Sitting at a table resplendent with Korean dishes, bottles of whisky and wine and their signature purple balloons, K-pop global sensation BTS gathered for their FESTA dinner, an annual celebration of the group’s inauguration almost a decade ago.
Filmed over an hour and posted on their YouTube channel on June 14, the dinner delivered shocking and emotional news to the boy band’s millions of fans.
In raw, heartfelt statements, the group that turned Korean pop music into a global economic powerhouse revealed their exhaustion, and a need to take time away from performing as a group as they head into their 30s.
Initially, the boys were all upbeat – laughing and reminiscing about sharing small houses together, and reflecting on their amazing career trajectory.
And then the mood changed and they turned serious.
Known to 40 million Twitter fans and another 65 million Instagram followers by their stage names – RM, Jin, Suga, J-Hope, Jimin, V, and Jung Kook – the band spoke candidly about the massive impact K-pop and the “whole idol system” had had on their personal and professional growth.
“The problem with K-pop and the whole idol system is that they don’t give you time to mature. You have to keep producing music and keep doing something,” said RM.
“We’ve lost our direction, and I just want to take some time to think.
“The group has definitely changed … I don’t know what sort of story I should tell now.”

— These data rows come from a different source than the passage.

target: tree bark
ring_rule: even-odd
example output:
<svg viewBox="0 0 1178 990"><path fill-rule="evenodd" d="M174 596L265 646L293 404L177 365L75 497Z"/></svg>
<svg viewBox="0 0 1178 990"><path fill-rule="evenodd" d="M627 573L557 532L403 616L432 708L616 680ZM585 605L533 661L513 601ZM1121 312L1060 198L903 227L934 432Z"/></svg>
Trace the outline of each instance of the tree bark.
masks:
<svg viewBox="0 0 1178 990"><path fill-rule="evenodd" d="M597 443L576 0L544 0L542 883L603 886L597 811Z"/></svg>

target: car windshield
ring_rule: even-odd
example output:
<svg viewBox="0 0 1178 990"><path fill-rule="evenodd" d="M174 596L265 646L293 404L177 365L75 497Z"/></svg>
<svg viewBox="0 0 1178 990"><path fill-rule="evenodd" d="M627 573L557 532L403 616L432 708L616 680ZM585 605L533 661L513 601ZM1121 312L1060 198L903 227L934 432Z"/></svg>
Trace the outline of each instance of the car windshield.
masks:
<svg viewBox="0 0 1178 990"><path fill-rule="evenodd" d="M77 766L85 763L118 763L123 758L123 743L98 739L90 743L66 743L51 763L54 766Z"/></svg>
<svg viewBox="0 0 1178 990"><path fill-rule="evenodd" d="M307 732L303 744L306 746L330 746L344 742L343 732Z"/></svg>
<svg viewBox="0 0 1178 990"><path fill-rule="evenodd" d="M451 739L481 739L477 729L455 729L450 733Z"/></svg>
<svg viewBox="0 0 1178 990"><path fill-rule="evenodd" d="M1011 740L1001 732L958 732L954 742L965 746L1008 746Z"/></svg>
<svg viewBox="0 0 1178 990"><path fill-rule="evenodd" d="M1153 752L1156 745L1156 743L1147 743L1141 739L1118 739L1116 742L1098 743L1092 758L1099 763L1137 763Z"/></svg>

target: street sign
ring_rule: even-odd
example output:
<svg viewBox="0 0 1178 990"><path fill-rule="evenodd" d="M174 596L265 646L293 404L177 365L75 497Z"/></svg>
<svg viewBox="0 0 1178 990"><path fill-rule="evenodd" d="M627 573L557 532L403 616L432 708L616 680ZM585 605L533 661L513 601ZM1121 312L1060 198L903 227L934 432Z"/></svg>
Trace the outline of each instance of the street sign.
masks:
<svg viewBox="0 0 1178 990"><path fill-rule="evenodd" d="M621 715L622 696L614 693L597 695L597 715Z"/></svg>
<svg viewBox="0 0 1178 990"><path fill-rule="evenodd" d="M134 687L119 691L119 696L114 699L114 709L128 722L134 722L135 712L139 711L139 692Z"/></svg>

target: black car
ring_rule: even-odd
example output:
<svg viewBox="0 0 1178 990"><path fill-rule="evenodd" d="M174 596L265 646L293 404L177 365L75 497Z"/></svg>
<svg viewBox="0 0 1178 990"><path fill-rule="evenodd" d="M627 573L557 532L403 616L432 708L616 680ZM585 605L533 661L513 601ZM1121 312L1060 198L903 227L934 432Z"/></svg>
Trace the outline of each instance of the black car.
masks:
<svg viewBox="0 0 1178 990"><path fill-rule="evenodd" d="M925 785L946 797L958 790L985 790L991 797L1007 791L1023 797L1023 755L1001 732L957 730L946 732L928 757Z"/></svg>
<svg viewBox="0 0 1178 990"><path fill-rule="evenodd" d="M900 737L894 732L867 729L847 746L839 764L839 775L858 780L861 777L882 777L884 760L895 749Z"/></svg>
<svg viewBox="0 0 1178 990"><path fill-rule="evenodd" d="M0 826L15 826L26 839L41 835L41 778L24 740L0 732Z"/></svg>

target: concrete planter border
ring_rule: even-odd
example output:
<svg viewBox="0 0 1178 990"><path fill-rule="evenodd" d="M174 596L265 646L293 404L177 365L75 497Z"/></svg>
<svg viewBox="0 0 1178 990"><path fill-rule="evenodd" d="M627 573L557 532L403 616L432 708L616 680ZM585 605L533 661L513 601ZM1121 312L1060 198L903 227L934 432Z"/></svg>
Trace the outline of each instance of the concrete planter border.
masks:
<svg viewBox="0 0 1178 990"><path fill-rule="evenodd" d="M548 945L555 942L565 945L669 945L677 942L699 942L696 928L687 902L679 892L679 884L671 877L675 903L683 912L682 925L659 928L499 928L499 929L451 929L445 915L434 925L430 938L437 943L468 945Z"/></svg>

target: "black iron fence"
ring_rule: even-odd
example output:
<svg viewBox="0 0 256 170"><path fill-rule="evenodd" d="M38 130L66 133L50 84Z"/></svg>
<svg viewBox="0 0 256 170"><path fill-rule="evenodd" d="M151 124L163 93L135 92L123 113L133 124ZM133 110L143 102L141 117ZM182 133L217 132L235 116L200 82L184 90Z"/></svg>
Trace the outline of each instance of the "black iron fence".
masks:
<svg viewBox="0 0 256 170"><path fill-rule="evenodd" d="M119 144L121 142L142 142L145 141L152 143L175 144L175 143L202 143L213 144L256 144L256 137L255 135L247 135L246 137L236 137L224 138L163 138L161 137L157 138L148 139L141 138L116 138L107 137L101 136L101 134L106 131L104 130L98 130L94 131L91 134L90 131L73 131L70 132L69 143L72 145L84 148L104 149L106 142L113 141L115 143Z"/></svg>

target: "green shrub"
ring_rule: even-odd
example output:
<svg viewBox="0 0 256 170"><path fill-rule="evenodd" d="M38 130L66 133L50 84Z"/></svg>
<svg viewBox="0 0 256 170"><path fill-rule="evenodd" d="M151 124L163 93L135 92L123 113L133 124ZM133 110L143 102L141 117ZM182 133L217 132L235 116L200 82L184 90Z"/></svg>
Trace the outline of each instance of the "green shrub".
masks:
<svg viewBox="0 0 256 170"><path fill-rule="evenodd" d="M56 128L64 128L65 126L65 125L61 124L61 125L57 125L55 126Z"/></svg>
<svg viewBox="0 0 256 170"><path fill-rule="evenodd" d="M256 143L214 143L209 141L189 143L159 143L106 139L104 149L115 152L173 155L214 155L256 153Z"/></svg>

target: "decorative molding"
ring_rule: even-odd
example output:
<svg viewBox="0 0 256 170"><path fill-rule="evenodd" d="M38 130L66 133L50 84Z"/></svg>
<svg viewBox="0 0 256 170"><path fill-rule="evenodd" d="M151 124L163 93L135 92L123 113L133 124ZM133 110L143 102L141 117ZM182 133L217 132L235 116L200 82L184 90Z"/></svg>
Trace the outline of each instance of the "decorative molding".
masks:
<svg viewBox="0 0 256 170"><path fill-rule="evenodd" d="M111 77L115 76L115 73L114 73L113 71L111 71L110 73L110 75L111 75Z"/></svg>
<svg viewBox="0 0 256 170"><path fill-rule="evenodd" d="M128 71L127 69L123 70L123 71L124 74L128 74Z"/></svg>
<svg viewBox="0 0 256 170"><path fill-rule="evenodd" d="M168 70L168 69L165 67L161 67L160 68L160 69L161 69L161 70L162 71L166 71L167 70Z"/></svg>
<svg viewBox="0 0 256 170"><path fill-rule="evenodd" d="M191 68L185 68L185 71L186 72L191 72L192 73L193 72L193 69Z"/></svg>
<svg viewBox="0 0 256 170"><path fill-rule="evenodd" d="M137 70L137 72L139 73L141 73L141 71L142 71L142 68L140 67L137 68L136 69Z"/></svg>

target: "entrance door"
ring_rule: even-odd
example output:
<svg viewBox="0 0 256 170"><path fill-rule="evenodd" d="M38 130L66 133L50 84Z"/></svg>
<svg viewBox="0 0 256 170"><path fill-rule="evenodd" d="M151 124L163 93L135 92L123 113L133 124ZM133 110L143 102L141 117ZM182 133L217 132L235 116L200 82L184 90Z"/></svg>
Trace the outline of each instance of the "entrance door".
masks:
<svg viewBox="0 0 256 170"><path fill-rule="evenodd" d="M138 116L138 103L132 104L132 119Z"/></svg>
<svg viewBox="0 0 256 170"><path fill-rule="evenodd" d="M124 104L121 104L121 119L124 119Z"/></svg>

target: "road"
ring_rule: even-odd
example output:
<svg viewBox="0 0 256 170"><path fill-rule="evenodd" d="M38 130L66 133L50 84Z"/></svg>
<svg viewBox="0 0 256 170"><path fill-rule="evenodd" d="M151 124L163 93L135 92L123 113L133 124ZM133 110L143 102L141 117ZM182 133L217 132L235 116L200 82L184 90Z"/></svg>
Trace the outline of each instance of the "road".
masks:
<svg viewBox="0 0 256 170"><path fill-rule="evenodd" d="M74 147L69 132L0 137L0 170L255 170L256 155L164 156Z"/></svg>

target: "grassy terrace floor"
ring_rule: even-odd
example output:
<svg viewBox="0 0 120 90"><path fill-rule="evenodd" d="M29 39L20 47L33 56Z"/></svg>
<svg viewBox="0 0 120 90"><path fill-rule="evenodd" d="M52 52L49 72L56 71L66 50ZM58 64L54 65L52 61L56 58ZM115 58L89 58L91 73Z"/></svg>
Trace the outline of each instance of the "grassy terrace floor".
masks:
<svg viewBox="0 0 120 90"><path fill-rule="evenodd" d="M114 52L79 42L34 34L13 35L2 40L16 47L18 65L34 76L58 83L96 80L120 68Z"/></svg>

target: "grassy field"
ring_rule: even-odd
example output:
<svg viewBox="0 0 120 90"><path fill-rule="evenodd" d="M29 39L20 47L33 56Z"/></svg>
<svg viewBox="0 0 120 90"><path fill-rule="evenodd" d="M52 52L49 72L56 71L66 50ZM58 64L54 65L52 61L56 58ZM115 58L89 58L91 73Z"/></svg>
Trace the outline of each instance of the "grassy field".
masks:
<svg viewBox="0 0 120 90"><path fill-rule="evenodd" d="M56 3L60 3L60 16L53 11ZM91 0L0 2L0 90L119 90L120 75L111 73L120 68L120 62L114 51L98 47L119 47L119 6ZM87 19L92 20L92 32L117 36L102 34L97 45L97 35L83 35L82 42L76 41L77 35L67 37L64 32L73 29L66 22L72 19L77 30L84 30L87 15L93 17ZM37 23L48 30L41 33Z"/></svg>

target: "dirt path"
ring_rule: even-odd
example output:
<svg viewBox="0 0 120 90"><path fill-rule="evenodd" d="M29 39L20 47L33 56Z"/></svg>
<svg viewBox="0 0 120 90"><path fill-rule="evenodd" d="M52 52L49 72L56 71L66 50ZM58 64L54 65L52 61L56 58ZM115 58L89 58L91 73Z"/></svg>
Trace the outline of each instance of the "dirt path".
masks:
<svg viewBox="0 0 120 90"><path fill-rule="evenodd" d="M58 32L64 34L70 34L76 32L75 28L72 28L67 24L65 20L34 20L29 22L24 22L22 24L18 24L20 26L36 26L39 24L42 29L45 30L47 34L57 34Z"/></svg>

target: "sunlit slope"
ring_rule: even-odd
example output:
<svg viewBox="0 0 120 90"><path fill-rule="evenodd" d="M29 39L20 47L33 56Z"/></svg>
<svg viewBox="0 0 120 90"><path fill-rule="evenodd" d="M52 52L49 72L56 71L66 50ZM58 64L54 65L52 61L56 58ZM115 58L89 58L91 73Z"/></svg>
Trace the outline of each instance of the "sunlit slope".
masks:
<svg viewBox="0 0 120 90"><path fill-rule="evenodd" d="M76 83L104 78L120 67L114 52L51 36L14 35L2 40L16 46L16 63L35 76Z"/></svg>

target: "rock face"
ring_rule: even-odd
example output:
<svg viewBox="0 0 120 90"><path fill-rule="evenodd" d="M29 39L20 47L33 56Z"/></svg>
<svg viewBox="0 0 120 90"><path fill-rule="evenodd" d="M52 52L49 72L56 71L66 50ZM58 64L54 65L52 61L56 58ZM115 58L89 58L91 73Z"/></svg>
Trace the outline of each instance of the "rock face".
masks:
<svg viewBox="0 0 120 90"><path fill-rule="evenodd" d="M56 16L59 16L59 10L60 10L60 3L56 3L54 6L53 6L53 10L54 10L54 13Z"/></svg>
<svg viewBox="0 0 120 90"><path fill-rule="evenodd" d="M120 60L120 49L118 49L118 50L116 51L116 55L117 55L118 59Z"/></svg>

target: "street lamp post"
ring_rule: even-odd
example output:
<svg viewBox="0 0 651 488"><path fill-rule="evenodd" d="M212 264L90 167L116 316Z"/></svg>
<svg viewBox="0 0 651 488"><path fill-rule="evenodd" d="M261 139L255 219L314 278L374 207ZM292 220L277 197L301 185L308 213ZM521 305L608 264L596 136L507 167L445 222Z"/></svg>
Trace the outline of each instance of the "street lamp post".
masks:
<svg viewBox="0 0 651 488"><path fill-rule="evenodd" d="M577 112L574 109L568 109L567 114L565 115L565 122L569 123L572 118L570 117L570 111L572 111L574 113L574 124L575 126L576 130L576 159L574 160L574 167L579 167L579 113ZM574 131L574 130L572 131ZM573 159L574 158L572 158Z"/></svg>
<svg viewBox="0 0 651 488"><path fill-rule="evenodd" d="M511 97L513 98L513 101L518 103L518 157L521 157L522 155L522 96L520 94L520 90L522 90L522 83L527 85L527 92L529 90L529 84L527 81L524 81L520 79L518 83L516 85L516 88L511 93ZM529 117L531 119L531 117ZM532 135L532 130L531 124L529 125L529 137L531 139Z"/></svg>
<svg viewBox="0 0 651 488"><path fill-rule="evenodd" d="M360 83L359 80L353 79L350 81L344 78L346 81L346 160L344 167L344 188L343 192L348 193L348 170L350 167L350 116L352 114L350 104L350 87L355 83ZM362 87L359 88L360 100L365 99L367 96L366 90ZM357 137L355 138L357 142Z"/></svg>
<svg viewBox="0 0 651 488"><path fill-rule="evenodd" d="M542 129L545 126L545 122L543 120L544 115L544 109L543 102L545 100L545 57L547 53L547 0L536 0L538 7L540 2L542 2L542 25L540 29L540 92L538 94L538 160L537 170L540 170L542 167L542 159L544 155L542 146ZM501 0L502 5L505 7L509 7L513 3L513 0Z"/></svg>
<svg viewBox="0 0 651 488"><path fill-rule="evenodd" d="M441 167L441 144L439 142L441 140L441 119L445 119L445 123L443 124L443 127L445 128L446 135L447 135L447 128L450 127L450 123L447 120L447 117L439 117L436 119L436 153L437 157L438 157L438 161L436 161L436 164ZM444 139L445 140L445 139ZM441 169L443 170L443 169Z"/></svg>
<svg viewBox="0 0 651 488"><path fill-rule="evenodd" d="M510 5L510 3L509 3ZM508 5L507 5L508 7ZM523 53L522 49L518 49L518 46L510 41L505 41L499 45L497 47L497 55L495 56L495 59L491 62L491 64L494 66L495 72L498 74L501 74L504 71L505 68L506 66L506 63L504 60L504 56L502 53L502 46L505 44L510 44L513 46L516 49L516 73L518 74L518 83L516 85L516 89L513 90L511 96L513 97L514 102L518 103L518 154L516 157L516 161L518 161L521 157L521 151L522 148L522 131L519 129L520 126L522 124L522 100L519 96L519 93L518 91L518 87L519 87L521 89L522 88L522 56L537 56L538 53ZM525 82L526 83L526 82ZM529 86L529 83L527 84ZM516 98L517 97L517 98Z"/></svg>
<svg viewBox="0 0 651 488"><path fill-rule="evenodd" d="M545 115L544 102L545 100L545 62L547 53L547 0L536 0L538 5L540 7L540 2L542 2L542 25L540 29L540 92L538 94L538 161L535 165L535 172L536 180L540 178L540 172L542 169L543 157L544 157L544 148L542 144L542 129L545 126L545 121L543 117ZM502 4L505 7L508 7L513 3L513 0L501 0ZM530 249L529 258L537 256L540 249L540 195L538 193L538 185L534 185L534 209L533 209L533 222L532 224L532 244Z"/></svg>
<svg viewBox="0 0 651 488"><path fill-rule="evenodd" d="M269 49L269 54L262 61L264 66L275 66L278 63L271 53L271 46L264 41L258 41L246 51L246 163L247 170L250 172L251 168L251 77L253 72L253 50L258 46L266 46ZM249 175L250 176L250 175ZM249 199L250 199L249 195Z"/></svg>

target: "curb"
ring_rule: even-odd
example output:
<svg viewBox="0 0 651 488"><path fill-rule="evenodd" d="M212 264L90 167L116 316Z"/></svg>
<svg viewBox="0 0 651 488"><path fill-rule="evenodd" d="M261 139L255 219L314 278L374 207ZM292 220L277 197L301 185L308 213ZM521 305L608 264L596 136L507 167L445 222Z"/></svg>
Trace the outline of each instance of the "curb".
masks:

Jimin also spoke about losing direction. The 26-year-old said: “I think, now, we’ve come to think about what kind of artists we each want to be remembered as to our fans … I think that’s why we’re going through a rough patch right now.”
J-Hope said the group needed “some time apart to learn how to be one again”.
But that break is unlikely to be void of BTS music.
Jung Kook suggested the band would explore individual projects during their time apart: “We’re each going to take some time to have fun and experience a lot of things … we promise we will return someday even more mature than we are now.”
Like RM, Suga said it’s “aways painful trying to squeeze out ideas” and he now feels he doesn’t have “anything to say”.
“We’re taking a temporary break,” he said.
Sounds like the band is breaking up?
Although Suga said it’s a temporary break – or a “hiatus” as had been reported in an earlier English translation – a spokesperson for the band told Rolling Stone magazine: “To be clear, they are not on hiatus but will take time to explore some solo projects at this time and remain active in various different formats.”
In what appears to be a sign of the pressure the band is under to continue performing, a BTS representative told Rolling Stone in a later statement that the band “will not be disbanding or going on hiatus but will stay active as a group even as individual members work on their own projects”.
BTS made its debut in June 2013 and became a worldwide sensation with its upbeat hits and social campaigns aimed at empowering young people.
The group released its new album, Proof, last week.
The video announcement came after J-Hope was revealed as a headliner of the Lollapalooza festival in Chicago next month, and also coincided with the release of Jungkook’s solo single, My You.
Although the band members each earn $8 million a year, their home country South Korea earns much more from the group.
According to a Hyundai Research Institute report in 2018, BTS generates an estimated 4 trillion won ($3.54 billion) in economic value for the country each year.
Meanwhile, Statista’s analysis of 2018 company revenues report found BTS’ contribution to South Korea’s GDP was almost comparable with Korean Air’s.
And their impact is not only financial.
BTS’ social causes
Last year, BTS became the first Asian band to win artist of the year at the American Music Awards.
In September, the Korean Herald reported they were named “special presidential envoys for future generations and culture” by South Korean President Moon Jae-in, and were gifted a diplomatic passport and a fountain pen.
Later that month, they accompanied Mr Moon to the United Nations headquarters in New York City to attend the 76th United Nations General Assembly, where almost one million people tuned in to watch the live stream.
In his remarks introducing BTS, Mr Moon called the band “the artist that is most loved by the people around the world.”
In addition to singing one of their hit songs, the group delivered a stirring speech about the pandemic, vaccinations and climate change.
Then, in May, the group met US President Joe Biden at the White House to discuss hate crimes targeting Asians.
“A lot of our Asian American friends have been subject to real discrimination,” Mr Biden said.
“Hate only hides. When good people talk about it, and say how bad it is, it goes down. So thank you.”
At the end of the YouTube video, as band members wiped away tears, an emotional Jung Kook said he just hoped his fans would give them their “blessing” about the future: “I’ll do my best … We’ll be a better version of us … please look forward to that day”.